I saw a tweet the other day that seemed like the Ontario Energy Industry would be addressing an issue of interest to me:
#ELECTRICITY RATES: WHERE DO WE GO FROM HERE?
— Ontario Energy Association (OEA) (@energyontario) April 23, 2020
Turns out it was a lot less interesting than I thought.
My quick scan of the OEA’s “Help those who need help” paper finds little I agree with presented from a perspective that is foreign to me – and yet I agree with the action option they steer people to agree with:
OPTION 3: PHASE OUT ELECTRICITY COST REFINANCING SUBSIDIES
This option is the lowest cost option for provincial taxpayers. It would see bills remain stable, increasing by about 1.5% more than inflation each year until such time as electricity bills cover system costs. This option would result in electricity bills for Ontarians that are, on average, 13% below the cost plan inherited by the government, exceeding the government’s commitment.

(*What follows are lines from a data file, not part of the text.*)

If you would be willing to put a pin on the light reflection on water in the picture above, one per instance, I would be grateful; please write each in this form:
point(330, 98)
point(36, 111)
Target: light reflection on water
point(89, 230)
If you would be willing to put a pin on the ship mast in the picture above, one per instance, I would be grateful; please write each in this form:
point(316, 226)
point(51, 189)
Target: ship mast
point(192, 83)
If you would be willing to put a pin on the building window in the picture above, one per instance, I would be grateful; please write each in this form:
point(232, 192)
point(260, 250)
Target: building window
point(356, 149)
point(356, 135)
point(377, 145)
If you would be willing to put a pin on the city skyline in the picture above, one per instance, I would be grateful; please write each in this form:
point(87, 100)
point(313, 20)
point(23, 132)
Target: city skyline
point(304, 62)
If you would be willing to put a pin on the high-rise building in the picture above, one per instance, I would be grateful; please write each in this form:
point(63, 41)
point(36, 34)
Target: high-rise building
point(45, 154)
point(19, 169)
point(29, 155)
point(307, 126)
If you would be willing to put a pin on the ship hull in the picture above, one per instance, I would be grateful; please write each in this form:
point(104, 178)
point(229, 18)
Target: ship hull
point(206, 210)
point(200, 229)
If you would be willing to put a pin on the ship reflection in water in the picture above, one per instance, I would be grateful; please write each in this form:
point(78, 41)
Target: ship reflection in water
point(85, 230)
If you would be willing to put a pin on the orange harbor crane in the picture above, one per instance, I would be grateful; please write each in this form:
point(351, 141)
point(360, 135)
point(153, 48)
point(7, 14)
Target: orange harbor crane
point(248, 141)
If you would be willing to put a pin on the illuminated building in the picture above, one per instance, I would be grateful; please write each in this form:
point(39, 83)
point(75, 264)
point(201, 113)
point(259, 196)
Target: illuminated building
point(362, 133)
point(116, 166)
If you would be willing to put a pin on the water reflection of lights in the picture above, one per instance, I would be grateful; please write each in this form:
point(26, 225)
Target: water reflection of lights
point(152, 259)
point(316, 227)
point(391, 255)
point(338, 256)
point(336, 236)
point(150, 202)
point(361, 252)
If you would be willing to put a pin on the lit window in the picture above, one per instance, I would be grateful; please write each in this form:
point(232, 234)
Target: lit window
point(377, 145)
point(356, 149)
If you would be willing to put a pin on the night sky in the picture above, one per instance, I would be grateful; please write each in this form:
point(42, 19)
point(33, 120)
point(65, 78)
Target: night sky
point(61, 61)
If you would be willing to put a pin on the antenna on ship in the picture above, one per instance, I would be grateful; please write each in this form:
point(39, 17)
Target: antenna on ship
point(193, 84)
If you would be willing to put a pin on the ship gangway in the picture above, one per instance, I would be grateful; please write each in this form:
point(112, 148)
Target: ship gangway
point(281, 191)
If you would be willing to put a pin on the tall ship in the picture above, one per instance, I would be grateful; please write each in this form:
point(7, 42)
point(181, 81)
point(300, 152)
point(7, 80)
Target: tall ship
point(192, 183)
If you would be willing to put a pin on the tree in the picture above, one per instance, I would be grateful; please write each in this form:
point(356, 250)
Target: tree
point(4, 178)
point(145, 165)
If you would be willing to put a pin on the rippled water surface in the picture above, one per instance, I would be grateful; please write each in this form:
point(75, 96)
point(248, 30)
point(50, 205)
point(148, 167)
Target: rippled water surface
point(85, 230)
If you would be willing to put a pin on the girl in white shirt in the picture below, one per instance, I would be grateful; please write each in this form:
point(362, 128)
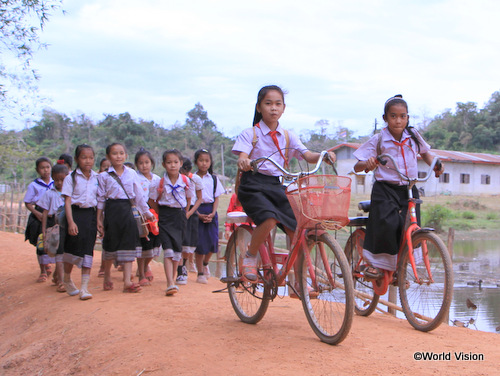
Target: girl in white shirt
point(389, 198)
point(145, 163)
point(80, 201)
point(118, 188)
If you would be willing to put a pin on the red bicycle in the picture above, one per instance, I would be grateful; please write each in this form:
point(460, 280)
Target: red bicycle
point(320, 202)
point(424, 273)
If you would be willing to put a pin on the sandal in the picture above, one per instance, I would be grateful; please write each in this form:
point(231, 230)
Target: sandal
point(172, 290)
point(133, 288)
point(373, 272)
point(149, 275)
point(248, 268)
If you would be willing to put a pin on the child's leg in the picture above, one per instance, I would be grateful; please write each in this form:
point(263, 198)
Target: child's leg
point(169, 270)
point(127, 273)
point(84, 290)
point(70, 287)
point(260, 234)
point(141, 268)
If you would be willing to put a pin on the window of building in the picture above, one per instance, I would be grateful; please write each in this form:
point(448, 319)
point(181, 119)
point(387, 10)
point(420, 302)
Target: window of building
point(444, 178)
point(485, 179)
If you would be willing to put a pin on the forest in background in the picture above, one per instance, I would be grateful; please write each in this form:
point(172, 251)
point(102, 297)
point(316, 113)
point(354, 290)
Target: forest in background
point(467, 128)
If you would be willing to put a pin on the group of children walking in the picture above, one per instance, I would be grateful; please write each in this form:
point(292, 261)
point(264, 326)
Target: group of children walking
point(187, 203)
point(87, 203)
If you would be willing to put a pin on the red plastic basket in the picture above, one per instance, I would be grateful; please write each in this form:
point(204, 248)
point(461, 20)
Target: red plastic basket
point(320, 200)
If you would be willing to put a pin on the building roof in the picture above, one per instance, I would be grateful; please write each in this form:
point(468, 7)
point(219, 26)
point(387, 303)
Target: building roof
point(445, 155)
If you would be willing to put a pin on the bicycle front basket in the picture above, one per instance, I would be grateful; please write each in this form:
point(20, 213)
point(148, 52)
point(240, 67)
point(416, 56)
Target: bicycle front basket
point(320, 200)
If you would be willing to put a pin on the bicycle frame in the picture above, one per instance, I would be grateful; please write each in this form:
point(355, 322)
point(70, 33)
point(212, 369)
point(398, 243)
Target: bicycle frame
point(411, 226)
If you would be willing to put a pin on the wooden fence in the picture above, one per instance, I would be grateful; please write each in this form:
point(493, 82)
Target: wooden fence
point(13, 212)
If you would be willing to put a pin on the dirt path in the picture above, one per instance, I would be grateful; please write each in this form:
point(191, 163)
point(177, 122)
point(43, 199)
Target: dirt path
point(196, 332)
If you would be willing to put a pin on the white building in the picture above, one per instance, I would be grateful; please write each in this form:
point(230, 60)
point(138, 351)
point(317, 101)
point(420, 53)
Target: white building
point(465, 173)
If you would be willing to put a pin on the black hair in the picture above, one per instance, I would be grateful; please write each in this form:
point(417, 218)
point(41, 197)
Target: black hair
point(187, 165)
point(129, 165)
point(395, 100)
point(78, 152)
point(102, 161)
point(41, 160)
point(260, 97)
point(172, 151)
point(109, 147)
point(66, 158)
point(142, 152)
point(205, 151)
point(60, 169)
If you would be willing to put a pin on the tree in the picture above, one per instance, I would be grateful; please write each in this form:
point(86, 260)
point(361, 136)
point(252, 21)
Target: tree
point(21, 22)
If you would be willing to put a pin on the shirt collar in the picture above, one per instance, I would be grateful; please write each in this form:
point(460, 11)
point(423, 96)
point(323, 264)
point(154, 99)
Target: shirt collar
point(265, 129)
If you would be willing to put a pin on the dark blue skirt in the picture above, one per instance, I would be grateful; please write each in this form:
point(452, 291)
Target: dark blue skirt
point(208, 233)
point(263, 197)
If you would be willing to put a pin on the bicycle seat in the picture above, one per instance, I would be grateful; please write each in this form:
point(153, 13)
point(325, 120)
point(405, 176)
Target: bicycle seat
point(364, 205)
point(357, 221)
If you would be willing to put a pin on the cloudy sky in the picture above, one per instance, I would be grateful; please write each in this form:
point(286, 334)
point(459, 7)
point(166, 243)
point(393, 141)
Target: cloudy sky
point(338, 60)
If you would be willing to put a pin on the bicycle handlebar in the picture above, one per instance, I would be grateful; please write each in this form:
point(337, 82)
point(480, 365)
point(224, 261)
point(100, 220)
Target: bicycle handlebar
point(435, 162)
point(292, 175)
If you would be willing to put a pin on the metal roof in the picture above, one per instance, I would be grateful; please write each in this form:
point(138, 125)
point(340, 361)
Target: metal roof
point(445, 155)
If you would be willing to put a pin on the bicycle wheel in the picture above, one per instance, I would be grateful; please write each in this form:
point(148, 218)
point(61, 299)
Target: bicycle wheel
point(326, 289)
point(249, 300)
point(426, 303)
point(365, 299)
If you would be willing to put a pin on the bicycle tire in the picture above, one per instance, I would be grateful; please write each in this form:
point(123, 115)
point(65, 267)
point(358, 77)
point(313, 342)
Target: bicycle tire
point(249, 300)
point(426, 304)
point(367, 303)
point(330, 313)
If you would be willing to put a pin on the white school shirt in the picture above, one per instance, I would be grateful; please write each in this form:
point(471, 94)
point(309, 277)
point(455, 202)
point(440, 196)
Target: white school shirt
point(51, 200)
point(265, 147)
point(36, 189)
point(196, 184)
point(207, 194)
point(389, 146)
point(83, 192)
point(109, 188)
point(179, 189)
point(146, 184)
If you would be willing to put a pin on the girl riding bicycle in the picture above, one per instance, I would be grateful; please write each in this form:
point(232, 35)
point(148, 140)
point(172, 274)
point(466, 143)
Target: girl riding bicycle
point(262, 195)
point(389, 198)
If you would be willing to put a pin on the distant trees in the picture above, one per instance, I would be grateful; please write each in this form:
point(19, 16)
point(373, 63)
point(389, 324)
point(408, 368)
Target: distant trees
point(468, 129)
point(20, 24)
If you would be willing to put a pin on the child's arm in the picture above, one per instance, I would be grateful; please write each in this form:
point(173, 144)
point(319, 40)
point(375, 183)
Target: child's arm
point(31, 208)
point(100, 225)
point(428, 158)
point(196, 205)
point(72, 227)
point(153, 204)
point(45, 214)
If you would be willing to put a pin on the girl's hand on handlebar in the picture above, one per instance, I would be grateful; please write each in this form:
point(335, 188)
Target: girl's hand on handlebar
point(371, 164)
point(332, 159)
point(244, 164)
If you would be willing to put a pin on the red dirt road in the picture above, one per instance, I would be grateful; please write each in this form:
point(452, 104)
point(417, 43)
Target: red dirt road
point(196, 332)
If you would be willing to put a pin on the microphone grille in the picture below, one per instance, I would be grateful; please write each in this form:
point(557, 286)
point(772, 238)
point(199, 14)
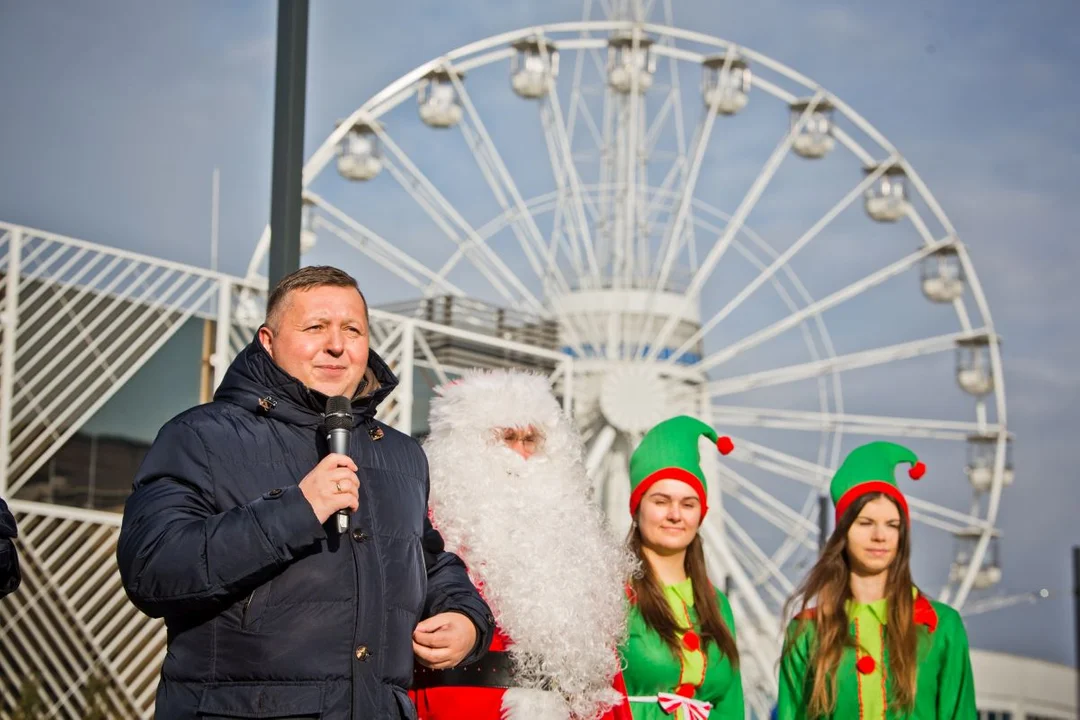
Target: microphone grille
point(338, 413)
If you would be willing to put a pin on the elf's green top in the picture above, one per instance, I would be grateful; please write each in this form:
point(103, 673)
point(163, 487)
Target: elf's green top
point(871, 469)
point(670, 452)
point(944, 687)
point(699, 673)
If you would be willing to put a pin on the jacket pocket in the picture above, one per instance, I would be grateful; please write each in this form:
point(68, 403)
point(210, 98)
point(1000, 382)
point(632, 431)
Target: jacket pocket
point(254, 607)
point(260, 700)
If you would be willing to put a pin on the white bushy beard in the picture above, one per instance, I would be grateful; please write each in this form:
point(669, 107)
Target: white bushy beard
point(550, 570)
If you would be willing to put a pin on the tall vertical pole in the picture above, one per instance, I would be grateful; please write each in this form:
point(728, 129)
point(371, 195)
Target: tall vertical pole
point(10, 322)
point(287, 178)
point(1076, 613)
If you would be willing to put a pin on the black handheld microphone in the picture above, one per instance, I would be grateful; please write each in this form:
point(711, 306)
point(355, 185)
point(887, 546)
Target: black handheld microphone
point(338, 423)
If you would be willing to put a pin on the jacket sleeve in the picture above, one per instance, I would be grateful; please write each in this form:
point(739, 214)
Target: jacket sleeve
point(10, 576)
point(732, 704)
point(449, 588)
point(956, 689)
point(792, 700)
point(178, 554)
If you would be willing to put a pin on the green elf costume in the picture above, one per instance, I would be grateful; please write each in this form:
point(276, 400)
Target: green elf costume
point(944, 689)
point(700, 682)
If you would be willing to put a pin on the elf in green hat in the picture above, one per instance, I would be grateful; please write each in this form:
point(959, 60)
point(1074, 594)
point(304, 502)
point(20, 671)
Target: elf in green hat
point(679, 657)
point(866, 642)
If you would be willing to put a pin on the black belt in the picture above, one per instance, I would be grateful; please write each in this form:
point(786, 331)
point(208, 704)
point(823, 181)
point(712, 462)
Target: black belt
point(495, 669)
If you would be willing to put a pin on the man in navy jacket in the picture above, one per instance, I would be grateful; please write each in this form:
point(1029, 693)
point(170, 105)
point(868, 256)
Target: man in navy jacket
point(230, 537)
point(9, 559)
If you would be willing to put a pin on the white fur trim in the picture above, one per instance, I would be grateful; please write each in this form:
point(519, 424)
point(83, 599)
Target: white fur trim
point(528, 704)
point(550, 569)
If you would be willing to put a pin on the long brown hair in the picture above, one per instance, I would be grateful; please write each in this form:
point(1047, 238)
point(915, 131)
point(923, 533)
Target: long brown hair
point(649, 597)
point(827, 586)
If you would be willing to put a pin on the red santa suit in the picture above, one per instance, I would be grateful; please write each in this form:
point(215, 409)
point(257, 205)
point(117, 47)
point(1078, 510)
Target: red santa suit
point(539, 552)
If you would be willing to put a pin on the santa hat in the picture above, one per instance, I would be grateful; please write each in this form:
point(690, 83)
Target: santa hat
point(670, 452)
point(871, 469)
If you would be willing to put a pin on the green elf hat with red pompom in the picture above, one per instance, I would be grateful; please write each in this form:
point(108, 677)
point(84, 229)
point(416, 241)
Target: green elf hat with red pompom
point(872, 469)
point(670, 452)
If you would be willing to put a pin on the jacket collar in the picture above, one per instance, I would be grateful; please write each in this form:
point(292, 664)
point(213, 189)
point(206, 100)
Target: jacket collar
point(258, 384)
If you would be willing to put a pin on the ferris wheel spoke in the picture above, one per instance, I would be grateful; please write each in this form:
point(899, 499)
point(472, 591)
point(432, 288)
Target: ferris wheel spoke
point(471, 245)
point(839, 363)
point(763, 503)
point(567, 172)
point(761, 559)
point(780, 263)
point(379, 249)
point(747, 204)
point(753, 564)
point(725, 416)
point(502, 184)
point(815, 309)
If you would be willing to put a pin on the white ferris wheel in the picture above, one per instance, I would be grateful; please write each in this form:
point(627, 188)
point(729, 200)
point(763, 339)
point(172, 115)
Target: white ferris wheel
point(703, 230)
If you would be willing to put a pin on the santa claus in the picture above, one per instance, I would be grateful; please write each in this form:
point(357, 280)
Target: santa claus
point(510, 496)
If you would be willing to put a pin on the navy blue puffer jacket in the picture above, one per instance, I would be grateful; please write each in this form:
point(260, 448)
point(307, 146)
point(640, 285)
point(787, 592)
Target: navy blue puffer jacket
point(269, 614)
point(10, 576)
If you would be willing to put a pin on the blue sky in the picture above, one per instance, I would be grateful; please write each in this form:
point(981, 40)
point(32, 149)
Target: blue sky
point(115, 113)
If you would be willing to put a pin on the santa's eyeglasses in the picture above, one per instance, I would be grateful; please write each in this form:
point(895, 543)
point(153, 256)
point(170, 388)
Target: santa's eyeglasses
point(529, 437)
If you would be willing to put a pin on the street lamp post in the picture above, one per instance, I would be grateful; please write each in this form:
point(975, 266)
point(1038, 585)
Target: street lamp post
point(289, 91)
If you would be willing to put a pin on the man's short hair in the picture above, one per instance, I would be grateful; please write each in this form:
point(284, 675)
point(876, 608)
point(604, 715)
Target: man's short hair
point(306, 279)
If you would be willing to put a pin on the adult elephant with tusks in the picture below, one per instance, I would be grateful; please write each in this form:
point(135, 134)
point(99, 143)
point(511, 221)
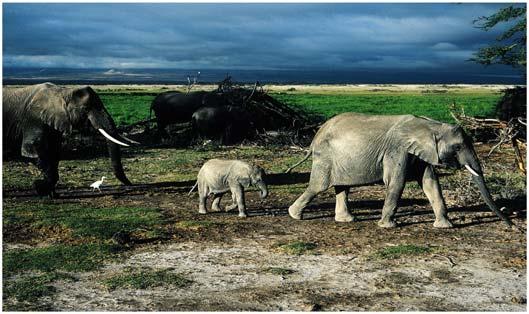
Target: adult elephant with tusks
point(355, 149)
point(35, 118)
point(176, 107)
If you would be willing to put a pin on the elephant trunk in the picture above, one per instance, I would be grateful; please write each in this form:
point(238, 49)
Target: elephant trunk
point(264, 189)
point(477, 176)
point(480, 182)
point(101, 121)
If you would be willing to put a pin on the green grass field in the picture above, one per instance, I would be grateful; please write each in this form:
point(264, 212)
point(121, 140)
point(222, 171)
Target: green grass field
point(128, 107)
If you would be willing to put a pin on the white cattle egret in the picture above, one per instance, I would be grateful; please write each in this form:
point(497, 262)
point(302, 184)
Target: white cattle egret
point(97, 184)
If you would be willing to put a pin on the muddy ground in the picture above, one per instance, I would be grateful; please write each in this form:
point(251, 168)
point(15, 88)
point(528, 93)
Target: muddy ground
point(239, 264)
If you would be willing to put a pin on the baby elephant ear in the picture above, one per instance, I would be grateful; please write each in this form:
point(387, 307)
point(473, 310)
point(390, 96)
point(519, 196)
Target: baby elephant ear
point(420, 139)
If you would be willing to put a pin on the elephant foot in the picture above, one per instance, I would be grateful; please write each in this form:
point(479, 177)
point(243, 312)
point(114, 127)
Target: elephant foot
point(294, 213)
point(231, 207)
point(344, 218)
point(43, 188)
point(442, 223)
point(387, 223)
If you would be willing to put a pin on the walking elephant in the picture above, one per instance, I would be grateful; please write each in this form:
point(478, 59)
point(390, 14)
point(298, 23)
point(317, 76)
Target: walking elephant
point(176, 107)
point(35, 118)
point(228, 124)
point(354, 149)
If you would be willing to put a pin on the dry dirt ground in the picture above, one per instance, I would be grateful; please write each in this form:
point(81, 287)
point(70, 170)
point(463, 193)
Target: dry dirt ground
point(238, 264)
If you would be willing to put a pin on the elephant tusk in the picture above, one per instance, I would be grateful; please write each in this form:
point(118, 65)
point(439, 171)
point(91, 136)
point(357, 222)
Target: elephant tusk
point(471, 170)
point(105, 134)
point(129, 140)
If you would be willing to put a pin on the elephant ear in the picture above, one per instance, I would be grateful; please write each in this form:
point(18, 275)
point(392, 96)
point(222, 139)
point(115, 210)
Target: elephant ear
point(50, 107)
point(244, 182)
point(420, 138)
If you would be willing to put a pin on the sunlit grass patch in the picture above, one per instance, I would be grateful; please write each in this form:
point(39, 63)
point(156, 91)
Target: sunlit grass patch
point(33, 287)
point(74, 258)
point(195, 224)
point(81, 220)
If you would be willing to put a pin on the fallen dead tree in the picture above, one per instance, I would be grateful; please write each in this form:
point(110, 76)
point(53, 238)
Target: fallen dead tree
point(264, 119)
point(512, 132)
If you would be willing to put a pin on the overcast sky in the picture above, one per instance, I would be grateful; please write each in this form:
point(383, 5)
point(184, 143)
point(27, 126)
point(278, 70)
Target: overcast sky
point(243, 36)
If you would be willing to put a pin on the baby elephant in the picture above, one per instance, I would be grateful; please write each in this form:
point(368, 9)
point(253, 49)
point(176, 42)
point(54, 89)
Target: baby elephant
point(217, 176)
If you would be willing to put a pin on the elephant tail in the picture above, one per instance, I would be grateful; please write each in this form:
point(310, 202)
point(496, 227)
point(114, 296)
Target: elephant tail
point(301, 161)
point(193, 188)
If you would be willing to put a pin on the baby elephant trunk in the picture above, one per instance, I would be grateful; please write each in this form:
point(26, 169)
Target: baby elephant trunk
point(264, 190)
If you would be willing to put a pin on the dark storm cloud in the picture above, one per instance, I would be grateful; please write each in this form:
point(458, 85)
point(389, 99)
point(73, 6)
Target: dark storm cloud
point(243, 35)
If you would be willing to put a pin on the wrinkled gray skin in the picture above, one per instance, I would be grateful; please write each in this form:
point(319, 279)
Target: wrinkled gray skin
point(35, 118)
point(219, 176)
point(354, 149)
point(176, 107)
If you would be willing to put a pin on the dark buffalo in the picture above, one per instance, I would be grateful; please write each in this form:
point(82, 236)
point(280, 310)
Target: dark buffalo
point(176, 107)
point(228, 124)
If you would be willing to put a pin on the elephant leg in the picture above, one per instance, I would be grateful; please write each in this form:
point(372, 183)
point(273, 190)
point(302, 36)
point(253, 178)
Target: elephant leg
point(342, 213)
point(216, 202)
point(296, 210)
point(48, 163)
point(162, 133)
point(395, 180)
point(430, 186)
point(238, 191)
point(233, 203)
point(319, 182)
point(203, 192)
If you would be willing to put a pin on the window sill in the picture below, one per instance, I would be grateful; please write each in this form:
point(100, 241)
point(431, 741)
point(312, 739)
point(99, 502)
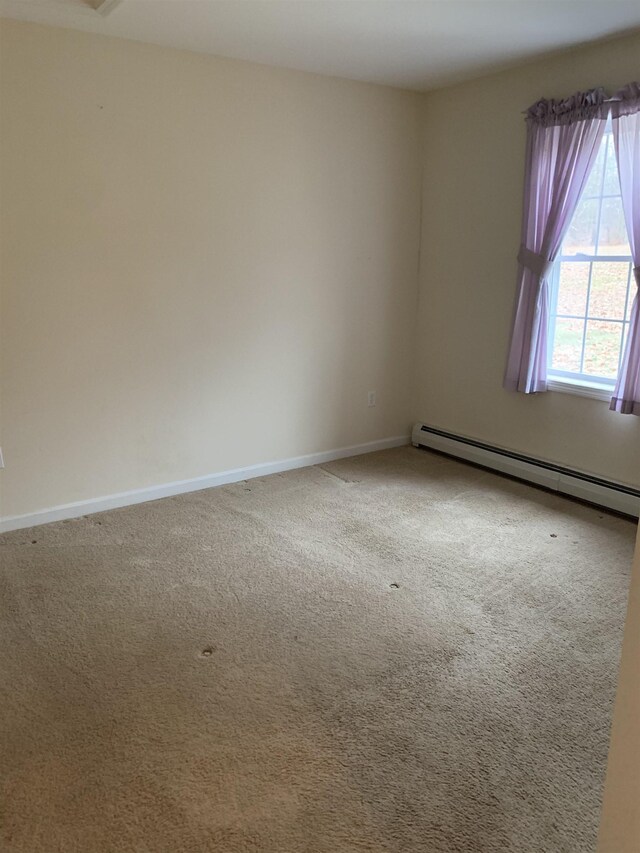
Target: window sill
point(595, 390)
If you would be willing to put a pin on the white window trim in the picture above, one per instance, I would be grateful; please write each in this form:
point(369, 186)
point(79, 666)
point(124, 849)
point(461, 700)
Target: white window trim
point(580, 387)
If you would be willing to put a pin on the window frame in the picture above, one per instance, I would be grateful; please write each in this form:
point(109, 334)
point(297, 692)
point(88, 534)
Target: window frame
point(571, 382)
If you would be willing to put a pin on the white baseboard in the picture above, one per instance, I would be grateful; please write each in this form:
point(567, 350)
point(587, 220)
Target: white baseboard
point(578, 484)
point(152, 493)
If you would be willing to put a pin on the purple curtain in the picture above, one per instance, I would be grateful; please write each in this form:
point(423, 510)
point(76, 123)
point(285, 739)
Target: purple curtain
point(625, 113)
point(562, 143)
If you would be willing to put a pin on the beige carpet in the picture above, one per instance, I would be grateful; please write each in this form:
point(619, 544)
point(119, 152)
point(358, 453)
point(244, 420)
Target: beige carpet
point(395, 652)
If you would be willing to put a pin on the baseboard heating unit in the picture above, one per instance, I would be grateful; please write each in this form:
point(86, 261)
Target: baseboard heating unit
point(577, 484)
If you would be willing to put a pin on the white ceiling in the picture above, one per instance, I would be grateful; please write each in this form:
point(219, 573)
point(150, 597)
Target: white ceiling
point(417, 44)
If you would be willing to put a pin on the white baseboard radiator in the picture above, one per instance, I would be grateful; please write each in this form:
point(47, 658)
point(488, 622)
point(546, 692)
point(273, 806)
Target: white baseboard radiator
point(585, 487)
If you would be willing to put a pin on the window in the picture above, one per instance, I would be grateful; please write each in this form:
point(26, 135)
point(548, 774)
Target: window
point(592, 286)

I’m pretty sure the current Premier campaigned on actual cost controls, and not more interesting accounting – not that accounting is useless.
The industry perspective that sees cost savings as raising consumer rates above inflation deserves to, at least, have it’s historical presentation challenged.
Since the OEA’s paper goes back to Bob Rae’s rate freeze – after some big rate hikes once Darlington’s reactors entered service early in the 1990’s – lets quickly review how much of today’s so-called “electricity price mitigation programs” are actual costs to the government due to electricity.
Before Bob Rae’s NDP government killed the “Power at Cost” principle that guided Ontario during the heyday of its public provider (Ontario Hydro), Ontario’s electricity wasn’t meant to make government’s a profit, and it wasn’t subject to taxes.
It seems impossible a paper would cite rebating the provincial portion of the HST as a subsidy one year while ignoring it had only been subject to that tax for a single year (when the Provincial Sales Tax was merged with the federal GST).
Similarly, Ontario Power Generation (OPG) – the generator remnant of Ontario Hydro – has been driving rate increases in Ontario in the past 18 months, and reaping great profits doing so: $1.1 billion in 2019. Hydro One (the transmission and distribution remnant) had traditionally been the greater revenue generator – but trailed behind in 2019.
About $3 billion of that $5.5 billion wouldn’t have been costs in days gone by.
Is electricity itself the reason for costly programs to help poor people, rural and remote people, industries in the struggling north, and the first numbered nations?
I don’t think so. Programs were instigated through electricity rates instead of being rightly paid for with taxes – and now get counted as electricity subsidies!
That’s another half a billion dollars – and there’s more areas where electricity sector revenues are used as taxation: like the Industrial Conservation Initiative where public sector entities can transfer their costs onto small consumers (who in turn get subsidized by government).
Anyway… none of this is what I try to write about. My most recent post at my main Cold Air blog is intended to avoid unnecessary costs being added to the system – and many posts I write count up the unnecessary costs that have already been added.
OccasionallyI’ve offered thoughts on how to reduce costs.
I can see why the OEA, which claims to “represent Ontario’s energy leaders that span the full diversity of the energy industry,” would suggest money could be saved by raising the rates on small consumers, but – despite agreeing with their “Option 3” – can’t see why anybody would treat a report that ignores actual costs as credible.